Breton a fait valoir que les dirigeants de l’UE avec lesquels il s’était entretenu étaient tous d’accord sur la nécessité d’agir rapidement et n’avaient pas besoin d’être convaincus, contrairement à certains au sein de la Commission. « Lors de mes récentes discussions – que ce soit avec le Premier ministre polonais, le Premier ministre belge, le Premier ministre et le président français, et le Premier ministre espagnol aujourd’hui – il y avait vraiment un consensus sur le fait que nous avons absolument besoin d’une réponse rapide et coordonnée. C’est quelque chose dont je vais également discuter maintenant avec mes collègues de la Commission », a déclaré Breton.

Les dirigeants de l’UE, a ajouté Breton, « tous ont convenu de la nécessité d’agir rapidement. Pour être encore plus honnête, tout le monde s’est plaint que la réaction avait été beaucoup trop lente », a-t-il déclaré, citant des projets industriels conjoints de l’UE connus sous le nom de Projets importants de Intérêt européen commun, « où nous prenons parfois jusqu’à deux ans, donc nous perdons. Il est vraiment nécessaire d’accélérer ces processus et les autorisations. »

Financement flou

Une grande partie de ce qu’est le breton appel une loi européenne sur la réduction de l’inflation est déjà en préparation, par exemple pour assouplir les règles de l’UE en matière d’aides d’État afin d’injecter davantage d’argent public dans les industries en difficulté. La Commission prévoit d’adopter son cadre révisé des aides d’État plus tard en janvier.

Cela survient après une période prolongée pendant laquelle Bruxelles a assoupli les règles d’aide d’État d’urgence en réponse à la crise économique européenne provoquée à la fois par la pandémie de coronavirus, puis par la guerre en Ukraine. Il a pressé un diplomate de l’UE de se demander à quel point les règles de l’UE en matière d’aides d’État pouvaient être plus flexibles, en les comparant à un gymnaste.

En 2022, Bruxelles a approuvé 170 demandes nationales d’aides d’État d’urgence pour un montant d’environ 540,2 milliards d’euros.

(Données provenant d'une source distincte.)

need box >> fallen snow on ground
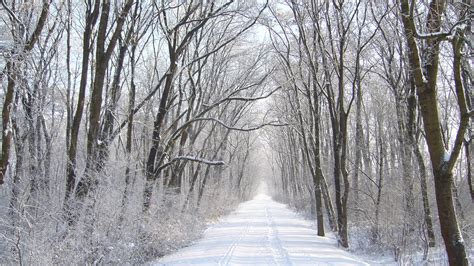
[155,188,368,265]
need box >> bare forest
[0,0,474,265]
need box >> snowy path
[156,194,368,265]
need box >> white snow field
[155,186,368,265]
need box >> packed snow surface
[155,186,368,265]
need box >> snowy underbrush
[0,164,246,265]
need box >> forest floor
[154,188,368,265]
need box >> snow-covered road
[155,191,368,265]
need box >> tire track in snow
[265,205,293,265]
[218,215,250,265]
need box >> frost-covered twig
[156,155,225,172]
[193,117,288,132]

La part du lion de ces milliards a été distribuée à l’Allemagne – qui a représenté près de la moitié de toutes les approbations d’aides d’État – et à la France, qui représente un peu moins de 30 %.

L’ambassadeur de Suède auprès de l’UE, Lars Danielsson, a déclaré à POLITICO qu’il y avait une « ouverture » aux mesures temporaires, mais a averti que « certains d’entre nous pensent que nous devrions toujours être très prudents avec les aides d’État » pour éviter d’interférer avec le marché. La question de savoir si les pays de l’UE parviendront à un consensus sur les règles modifiées en matière d’aides d’État dépendra de la nature de la proposition de la Commission, a déclaré Danielsson.

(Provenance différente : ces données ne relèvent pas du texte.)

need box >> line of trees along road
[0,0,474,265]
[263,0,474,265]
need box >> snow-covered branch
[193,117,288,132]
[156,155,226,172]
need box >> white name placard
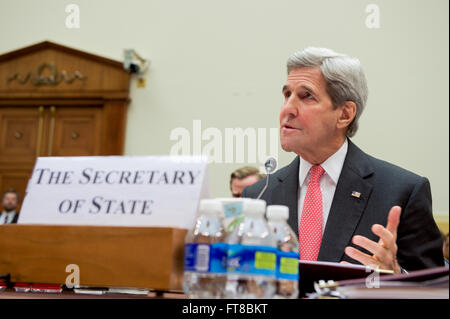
[18,156,209,229]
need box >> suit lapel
[270,156,300,236]
[318,140,373,262]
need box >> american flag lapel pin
[352,191,361,198]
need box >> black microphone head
[264,157,277,174]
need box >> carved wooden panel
[49,107,102,156]
[0,107,43,163]
[0,41,130,210]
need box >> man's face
[231,175,259,197]
[2,193,18,212]
[280,67,342,159]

L’appel de Breton pour un soi-disant Clean Tech Act est basé sur la plate-forme «Clean Tech Europe» qui vise à renforcer le secteur de l’énergie propre avec la loi sur les puces et la loi sur les matières premières de l’UE.

Mais un diplomate de l’UE informé des réunions de Breton a averti que beaucoup de choses sont encore dans la phase conceptuelle, sans propositions concrètes sur papier.

Les prochaines étapes, telles que le très attendu Fonds de souveraineté européen, mentionné pour la première fois dans le discours sur l’état de l’Union d’Ursula von der Leyen en septembre, ne sont pas attendues avant l’été.

Danielsson a déclaré que Bruxelles avait d’abord besoin d’une évaluation appropriée de l’impact de la législation américaine avant de sauter aux conclusions.

Un responsable de la Commission européenne a averti que le Fonds de souveraineté mentionné était « une bonne idée » mais « nous n’avons pas d’argent pour cela ». En raison du budget européen bloqué, le fonds pourrait devoir compter sur certaines subventions au départ, attirant ensuite les investissements privés. « Encore faut-il mettre [some] l’argent dedans. »

Breton, soutenu par le commissaire à l’Economie Paolo Gentiloni, fait pression pour que des fonds soient recherchés au-delà des fonds existants, comme RePowerEU, un plan visant à réduire la dépendance aux combustibles fossiles russes. Mais le nouveau financement européen est une question très controversée à Bruxelles, de nombreux pays de l’UE, dont les Pays-Bas et l’Allemagne, étant résolument opposés à l’émission de nouveaux fonds européens.

Pieter Haeck et Nicholas Vinocur ont contribué au reportage.